Ici sont présentées toutes les existences qu’a connues l’auteur quand il eut décidé de se glisser sous l’écorce d’un platane. Il faut alors accepter de rester dans le mystère de ses transformations-adaptations, car il ne devient jamais l’animal évoqué, mais « une sorte de … », capable communiquer avec lui et de partager sa vie durant un certain temps. Il faut accepter de perdre la notion du temps et de l’espace, de ne pas toujours saisir les transitions physiques – ce qui est bien sûr fait volontairement par l’auteur -, de devoir chercher nombre de termes dans le dictionnaire, car Lacarrière est très précis et use du vocabulaire scientifique pour chaque espèce. Bref, il faut accepter de voyager avec lui sans tout comprendre.
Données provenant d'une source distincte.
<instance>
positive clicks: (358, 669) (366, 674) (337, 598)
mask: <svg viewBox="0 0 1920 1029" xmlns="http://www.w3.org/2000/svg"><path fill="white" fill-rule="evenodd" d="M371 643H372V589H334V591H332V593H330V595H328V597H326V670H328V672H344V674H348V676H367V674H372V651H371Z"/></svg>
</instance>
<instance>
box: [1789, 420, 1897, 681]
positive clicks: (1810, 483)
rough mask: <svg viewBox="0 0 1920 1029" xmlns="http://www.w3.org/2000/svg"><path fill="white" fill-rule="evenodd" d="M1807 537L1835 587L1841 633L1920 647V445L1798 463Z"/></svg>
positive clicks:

A ce jeu de l’animalité, Jacques Lacarrière rejoint les plus grands, ceux qui ont su « devenir »  la bête. Je veux dire Louis Pergaud, avec ses histoires naturelles, ou Franz Kafka avec ses contes fantastiques, voire Léon Tolstoï et son cheval Khostomer. C’est la marque des très grands de réussir cet exploit de nous entrainer dans le monde animal sans être ridicule. Lacarrière a toute sa place auprès d’eux.